If you ever get advice that starts with “if he loves you…” put in your earphones and turn up the music!
This is not about love. It’s about chores.
If his idea of retirement includes you doing the chores you’ve done for years and yours includes cutting your chores in half, an ultimatum is not what you need. You need a Third Alternative.
The woman asking the question, much wiser apparently than the columnist, offered one to her husband. She wrote, “He told me hiring someone to help clean our house is not an option.”
Rather than announcing a disagreement and proposing Third Alternatives, a much more effective strategy is to jump the net and start by agreeing with what your spouse wants.
He said, “I can hardly wait to retire.” She turned this expression of hope and happy anticipation into a disagreement and an implied criticism of him when she said, “I am tired of doing all of the house work myself.”
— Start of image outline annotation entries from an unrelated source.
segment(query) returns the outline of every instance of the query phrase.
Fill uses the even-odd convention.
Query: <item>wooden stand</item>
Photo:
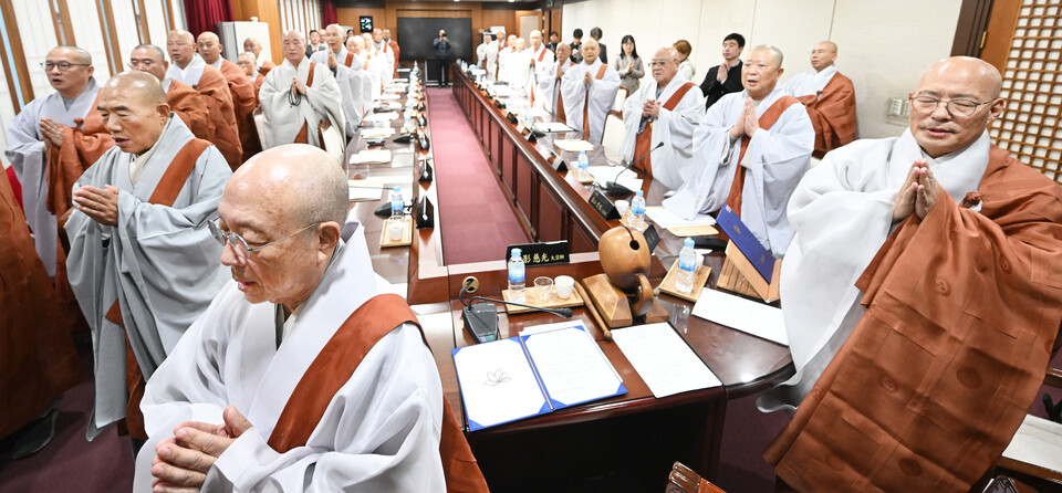
[[[779,298],[778,280],[781,277],[781,271],[782,261],[775,260],[771,283],[768,284],[756,266],[731,241],[727,243],[727,259],[722,261],[716,287],[772,303]]]

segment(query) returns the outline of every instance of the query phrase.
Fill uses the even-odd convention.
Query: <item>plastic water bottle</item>
[[[524,265],[523,252],[520,249],[512,249],[512,256],[509,258],[509,301],[524,303]]]
[[[391,219],[402,219],[402,209],[405,203],[402,200],[402,189],[398,187],[391,189]]]
[[[586,151],[579,151],[579,170],[575,172],[575,178],[579,178],[580,181],[585,181],[590,179],[590,159],[586,159]]]
[[[683,251],[678,253],[678,275],[675,277],[675,287],[683,293],[694,291],[695,272],[697,272],[697,252],[694,251],[694,239],[687,238]]]
[[[631,201],[631,216],[627,217],[627,224],[636,230],[645,228],[645,197],[642,190],[634,193],[634,200]]]

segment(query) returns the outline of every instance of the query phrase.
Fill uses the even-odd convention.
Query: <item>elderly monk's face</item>
[[[823,69],[833,65],[837,60],[837,49],[831,43],[819,43],[811,49],[811,67],[815,72],[822,72]]]
[[[678,73],[678,61],[675,59],[675,52],[666,48],[656,51],[649,66],[653,67],[653,78],[656,80],[658,87],[667,85]]]
[[[907,124],[918,145],[930,157],[960,150],[977,140],[999,117],[1006,102],[999,98],[999,72],[977,59],[948,59],[922,76],[910,97],[937,99],[936,109],[923,113],[912,103]],[[946,107],[951,101],[951,111]],[[980,104],[985,103],[985,104]],[[962,115],[962,106],[975,106]]]
[[[191,62],[196,53],[196,43],[191,40],[191,34],[171,32],[166,38],[166,51],[174,63],[184,67]]]
[[[601,53],[601,46],[596,41],[590,40],[583,43],[583,45],[579,49],[579,52],[583,54],[583,63],[593,65],[594,62],[597,61],[597,55]]]
[[[281,48],[283,49],[284,57],[294,66],[299,66],[299,64],[302,63],[302,59],[306,57],[306,42],[302,40],[302,34],[295,31],[288,31],[288,33],[284,34]]]
[[[169,119],[169,106],[147,102],[143,90],[129,84],[107,85],[100,90],[100,117],[114,145],[139,155],[158,140]]]
[[[782,72],[782,67],[771,59],[770,50],[756,50],[749,53],[749,57],[741,65],[741,80],[745,82],[745,90],[749,92],[749,97],[760,101],[771,94]]]
[[[129,53],[129,69],[147,72],[159,81],[166,78],[166,69],[169,64],[155,50],[140,48]]]
[[[52,65],[51,70],[44,71],[49,84],[61,93],[81,94],[94,70],[92,65],[85,65],[77,52],[65,48],[56,48],[48,52],[44,63]],[[64,72],[62,66],[67,64],[69,67]]]
[[[199,34],[196,45],[204,62],[215,63],[221,57],[221,43],[218,42],[218,36],[212,32]]]
[[[324,42],[327,43],[329,50],[339,52],[343,48],[343,33],[339,28],[325,29]]]
[[[258,65],[254,55],[241,54],[240,57],[237,59],[236,64],[240,65],[240,69],[243,70],[243,75],[251,77],[251,81],[258,77],[258,75],[254,74],[254,66]]]

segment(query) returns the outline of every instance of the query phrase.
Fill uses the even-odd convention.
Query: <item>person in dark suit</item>
[[[450,85],[449,77],[447,73],[449,72],[449,60],[450,60],[450,42],[446,39],[446,30],[439,30],[439,36],[431,41],[431,45],[435,46],[435,57],[439,61],[439,87],[446,87]]]
[[[720,97],[745,88],[741,84],[741,51],[745,50],[745,36],[738,33],[727,34],[722,39],[722,63],[708,69],[700,92],[707,97],[705,109],[716,104]]]

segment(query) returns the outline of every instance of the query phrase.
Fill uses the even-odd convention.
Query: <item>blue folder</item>
[[[730,237],[730,241],[738,246],[745,258],[749,259],[749,262],[756,268],[756,272],[759,272],[763,280],[770,284],[771,277],[774,275],[774,255],[763,248],[760,240],[756,239],[752,231],[749,231],[749,228],[741,222],[741,218],[730,209],[730,206],[726,206],[719,211],[716,222]]]

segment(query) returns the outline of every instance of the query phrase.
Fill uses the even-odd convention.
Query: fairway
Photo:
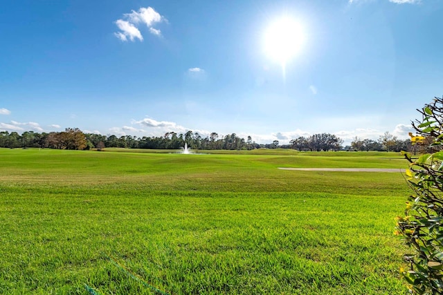
[[[1,294],[406,293],[398,153],[141,151],[0,149]]]

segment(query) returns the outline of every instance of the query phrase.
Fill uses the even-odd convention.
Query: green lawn
[[[406,294],[401,173],[277,169],[399,154],[130,151],[0,149],[0,294]]]

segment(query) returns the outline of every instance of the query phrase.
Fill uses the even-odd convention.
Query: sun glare
[[[264,33],[264,51],[284,67],[300,50],[305,41],[303,29],[298,21],[284,17],[271,23]]]

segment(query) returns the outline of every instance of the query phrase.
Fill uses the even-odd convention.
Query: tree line
[[[219,135],[212,133],[203,136],[192,131],[182,133],[166,133],[163,136],[136,136],[84,133],[78,128],[67,128],[62,132],[39,133],[25,131],[0,131],[0,147],[3,148],[49,148],[57,149],[102,149],[105,147],[152,149],[179,149],[188,144],[190,149],[204,150],[251,150],[255,149],[293,149],[298,151],[392,151],[410,150],[409,140],[398,140],[386,132],[379,140],[361,140],[356,137],[350,146],[343,147],[343,140],[334,134],[317,133],[309,137],[298,137],[289,144],[280,145],[278,140],[271,144],[257,144],[251,136],[246,139],[235,133]]]

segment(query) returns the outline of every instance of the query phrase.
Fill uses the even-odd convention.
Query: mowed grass
[[[262,153],[0,149],[0,294],[406,294],[400,173],[277,169],[399,155]]]

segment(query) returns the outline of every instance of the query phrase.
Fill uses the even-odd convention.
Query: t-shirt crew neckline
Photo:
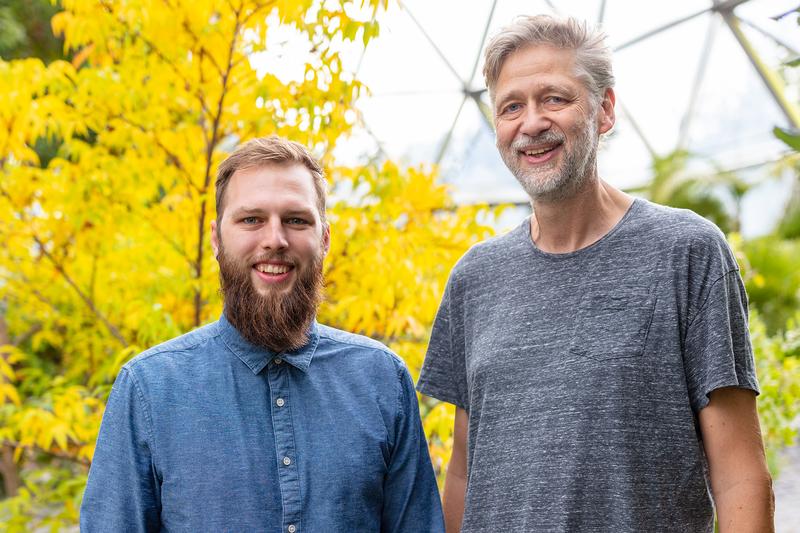
[[[641,198],[634,198],[633,202],[630,205],[630,207],[628,207],[628,210],[625,212],[625,214],[622,216],[622,218],[619,220],[619,222],[614,224],[614,227],[611,228],[610,230],[608,230],[608,233],[606,233],[605,235],[603,235],[602,237],[600,237],[599,239],[597,239],[593,243],[591,243],[591,244],[589,244],[587,246],[584,246],[583,248],[580,248],[578,250],[575,250],[574,252],[566,252],[566,253],[563,253],[563,254],[545,252],[544,250],[542,250],[541,248],[536,246],[536,243],[533,242],[533,237],[531,236],[531,216],[533,216],[533,214],[531,214],[531,216],[529,216],[529,217],[526,217],[525,220],[522,222],[523,236],[525,238],[525,241],[528,243],[528,245],[530,245],[531,250],[533,250],[533,252],[536,255],[538,255],[540,257],[543,257],[545,259],[559,261],[559,260],[564,260],[564,259],[570,259],[570,258],[573,258],[573,257],[579,257],[579,256],[581,256],[583,254],[591,252],[593,249],[595,249],[598,246],[600,246],[603,242],[605,242],[607,240],[610,240],[614,236],[614,234],[617,233],[617,231],[619,231],[619,229],[626,224],[628,219],[630,219],[633,216],[633,214],[636,211],[639,210],[639,207],[641,205],[643,205],[643,204],[644,204],[644,200],[642,200]]]

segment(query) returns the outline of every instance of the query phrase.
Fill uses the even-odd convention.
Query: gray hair
[[[319,211],[320,220],[325,224],[327,183],[325,182],[322,167],[305,146],[277,135],[252,139],[239,146],[225,161],[220,163],[217,170],[216,183],[217,220],[222,219],[222,211],[225,208],[225,190],[237,170],[247,170],[266,165],[291,164],[303,165],[311,173],[314,190],[317,193],[317,211]]]
[[[495,86],[508,56],[527,46],[546,45],[575,51],[576,75],[592,95],[602,102],[606,89],[614,86],[611,50],[597,28],[574,18],[549,15],[520,16],[496,34],[486,46],[483,77],[494,103]]]

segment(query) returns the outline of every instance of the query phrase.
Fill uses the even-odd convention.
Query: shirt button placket
[[[278,482],[281,486],[284,531],[300,531],[300,476],[297,471],[297,450],[294,442],[292,411],[289,405],[289,383],[291,365],[284,364],[280,357],[272,360],[267,377],[272,395],[272,427],[275,431],[275,452],[278,455]]]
This is what marriage lab researcher John Gottman calls a “harsh startup.” She hasn’t opened a discussion. She has launched a complaint. Following it with “man up” or “if you loved me…” would take their relationship further in the wrong direction.
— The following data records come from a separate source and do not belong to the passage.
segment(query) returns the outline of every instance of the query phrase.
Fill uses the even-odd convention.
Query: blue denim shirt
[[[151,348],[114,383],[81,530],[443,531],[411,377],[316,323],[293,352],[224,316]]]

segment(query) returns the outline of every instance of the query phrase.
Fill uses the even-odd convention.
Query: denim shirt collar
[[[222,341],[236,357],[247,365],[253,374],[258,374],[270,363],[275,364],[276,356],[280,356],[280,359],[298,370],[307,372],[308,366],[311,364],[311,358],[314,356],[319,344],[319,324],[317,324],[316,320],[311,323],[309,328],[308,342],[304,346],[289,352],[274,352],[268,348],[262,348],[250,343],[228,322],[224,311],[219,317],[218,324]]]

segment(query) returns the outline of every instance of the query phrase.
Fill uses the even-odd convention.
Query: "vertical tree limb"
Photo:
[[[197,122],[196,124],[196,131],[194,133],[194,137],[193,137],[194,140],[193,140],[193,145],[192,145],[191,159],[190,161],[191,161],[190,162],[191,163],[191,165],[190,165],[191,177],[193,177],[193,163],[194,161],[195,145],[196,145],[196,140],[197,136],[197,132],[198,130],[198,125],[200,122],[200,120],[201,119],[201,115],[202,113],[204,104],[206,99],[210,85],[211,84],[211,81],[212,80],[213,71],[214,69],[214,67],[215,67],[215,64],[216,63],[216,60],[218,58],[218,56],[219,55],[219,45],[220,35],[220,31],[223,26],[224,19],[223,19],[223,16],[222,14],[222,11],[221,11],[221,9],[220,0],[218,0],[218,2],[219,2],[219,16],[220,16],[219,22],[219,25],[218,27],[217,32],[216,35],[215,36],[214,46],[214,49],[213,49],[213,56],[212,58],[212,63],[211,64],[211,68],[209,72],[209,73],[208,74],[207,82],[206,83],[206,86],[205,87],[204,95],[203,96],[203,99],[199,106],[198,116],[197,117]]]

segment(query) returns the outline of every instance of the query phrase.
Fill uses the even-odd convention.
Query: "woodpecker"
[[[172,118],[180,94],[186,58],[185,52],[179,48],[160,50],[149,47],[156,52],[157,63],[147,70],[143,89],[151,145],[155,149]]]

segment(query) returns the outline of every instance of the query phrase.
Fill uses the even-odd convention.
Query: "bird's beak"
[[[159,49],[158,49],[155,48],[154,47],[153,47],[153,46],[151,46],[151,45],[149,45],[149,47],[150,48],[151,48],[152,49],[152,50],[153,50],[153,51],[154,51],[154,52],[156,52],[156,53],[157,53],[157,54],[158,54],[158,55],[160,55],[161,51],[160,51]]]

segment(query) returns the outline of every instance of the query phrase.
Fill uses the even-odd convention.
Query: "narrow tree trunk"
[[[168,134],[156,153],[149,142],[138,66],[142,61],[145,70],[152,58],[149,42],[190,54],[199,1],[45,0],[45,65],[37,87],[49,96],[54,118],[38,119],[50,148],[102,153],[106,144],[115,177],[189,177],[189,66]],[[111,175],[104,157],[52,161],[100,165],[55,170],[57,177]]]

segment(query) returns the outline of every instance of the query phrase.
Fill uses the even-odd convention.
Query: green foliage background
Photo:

Here’s a script that might work better:
She: I’m looking forward to it, too. You’ve worked hard for so many years, and you’ve built up some nice savings for retirement. You deserve to take it easy.”
He: Thanks, hon.
She: I want you to have it easy in your retirement, and I want the same for myself, but it’s not as easy to retire from cooking, cleaning, and doing the laundry, which make up the bulk of my work each week. Can we make some time to talk about ways I can cut back, too?
He: Sure. I’ll try to think up a few.
She: Think we can talk about it this Saturday, after lunch?
He: Okay.
On Saturday, each of them could rate how important each chore is to them, how they feel about doing it, and what might reduce the need for the ones both of them dislike. And they could do it with the goal of getting her load down to the point where she’s comfortable, not with the impossible goal of getting his share up to the point where they both feel the split is fair.
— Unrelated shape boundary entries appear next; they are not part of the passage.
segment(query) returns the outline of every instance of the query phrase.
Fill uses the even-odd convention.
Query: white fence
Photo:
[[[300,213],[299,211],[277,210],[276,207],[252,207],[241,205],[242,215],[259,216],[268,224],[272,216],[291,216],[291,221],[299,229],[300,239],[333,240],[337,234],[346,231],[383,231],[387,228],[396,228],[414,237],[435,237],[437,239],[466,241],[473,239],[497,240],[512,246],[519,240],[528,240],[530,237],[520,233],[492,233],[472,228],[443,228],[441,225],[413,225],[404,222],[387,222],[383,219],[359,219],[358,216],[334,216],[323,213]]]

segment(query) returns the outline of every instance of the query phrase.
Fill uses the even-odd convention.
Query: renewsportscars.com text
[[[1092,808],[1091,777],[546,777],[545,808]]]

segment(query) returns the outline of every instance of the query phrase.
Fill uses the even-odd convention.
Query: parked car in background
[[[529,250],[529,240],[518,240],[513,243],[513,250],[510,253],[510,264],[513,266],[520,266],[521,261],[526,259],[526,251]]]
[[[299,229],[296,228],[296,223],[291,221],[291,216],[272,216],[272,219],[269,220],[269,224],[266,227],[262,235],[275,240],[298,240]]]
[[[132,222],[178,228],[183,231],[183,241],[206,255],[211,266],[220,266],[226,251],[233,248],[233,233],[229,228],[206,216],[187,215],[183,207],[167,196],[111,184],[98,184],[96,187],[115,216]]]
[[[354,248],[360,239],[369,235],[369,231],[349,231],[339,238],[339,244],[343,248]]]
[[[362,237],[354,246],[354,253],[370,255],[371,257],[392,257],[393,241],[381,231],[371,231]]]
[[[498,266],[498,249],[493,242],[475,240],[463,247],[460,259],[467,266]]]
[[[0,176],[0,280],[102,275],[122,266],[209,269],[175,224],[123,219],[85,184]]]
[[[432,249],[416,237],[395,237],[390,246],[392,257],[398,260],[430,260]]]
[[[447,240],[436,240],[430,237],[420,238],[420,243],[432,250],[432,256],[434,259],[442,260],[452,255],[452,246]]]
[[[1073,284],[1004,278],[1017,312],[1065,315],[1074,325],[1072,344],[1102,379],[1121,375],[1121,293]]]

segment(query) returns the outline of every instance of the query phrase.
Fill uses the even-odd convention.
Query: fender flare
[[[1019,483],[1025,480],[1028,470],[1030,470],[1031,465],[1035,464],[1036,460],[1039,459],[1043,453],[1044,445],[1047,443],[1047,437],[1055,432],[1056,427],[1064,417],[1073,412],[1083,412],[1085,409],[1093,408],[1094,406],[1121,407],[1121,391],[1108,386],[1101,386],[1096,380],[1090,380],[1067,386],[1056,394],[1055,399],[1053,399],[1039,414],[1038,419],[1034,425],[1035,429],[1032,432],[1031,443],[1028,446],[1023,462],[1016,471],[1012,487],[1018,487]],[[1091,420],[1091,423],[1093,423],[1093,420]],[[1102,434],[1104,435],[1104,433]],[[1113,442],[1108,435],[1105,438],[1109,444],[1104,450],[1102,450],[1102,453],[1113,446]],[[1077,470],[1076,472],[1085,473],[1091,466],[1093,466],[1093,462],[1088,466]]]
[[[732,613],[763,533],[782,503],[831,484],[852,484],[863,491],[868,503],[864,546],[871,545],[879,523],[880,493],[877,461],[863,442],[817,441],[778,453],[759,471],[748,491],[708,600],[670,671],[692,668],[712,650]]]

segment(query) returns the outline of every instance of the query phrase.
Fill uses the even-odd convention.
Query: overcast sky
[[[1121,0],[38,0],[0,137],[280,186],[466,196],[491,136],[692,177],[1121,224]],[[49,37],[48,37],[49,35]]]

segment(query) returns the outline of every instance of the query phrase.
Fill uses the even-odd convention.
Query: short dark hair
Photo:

With this opening, she’s done four things:
- She’s offered what researcher Shelly Gable calls an Active Constructive response to his delight in what’s going to happen soon. Gable’s research suggests this is even more important to marital happiness than being there to support your spouse through bad news.
- She’s avoided an unhealthy harsh startup to a discussion. She’s asking for what she wants without accusing him of being unfair to her even before she sees how he handles the situation. This keeps his blood pressure and defensiveness lower, and his creativity and trust greater.
- She’s put them both on the same side of the net. Her needs are not his losses. They are problems to solve with a valued partner.
- She’s opened the door to learning more about, and even changing, his picture of retirement without pretending her picture doesn’t matter or matters more than his.
Every transition in life requires updating our relationship with each other. We get to choose whether our working assumption going in is that we are still loved by a good person who gets a kick out of showing love or that we’re in a zero-sum game with a competitor.
I help out around the home myself a good bit but I sincerely wish my wife had approached the matter like you suggested above. Instead, it used to be a couple requests here and there and when I didn’t take the hint, she got upset… internalized it and just got angry and we almost got divorced because of it. It’s a very serious matter when one spouse thinks they’re carrying all the weight and the other is just loafing around. I’m a witness to how destructive it really can be. Trust me, I’m way better than I used to be. I now do laundry… vacuuming… dusting… cleaning. Not all by myself mind you (not all the time time at least) but with my wife. We do it together and she appreciates it a tremendous amount.
Mikk, thanks for your witness to how destructive both the resentment and ignoring the requests can be.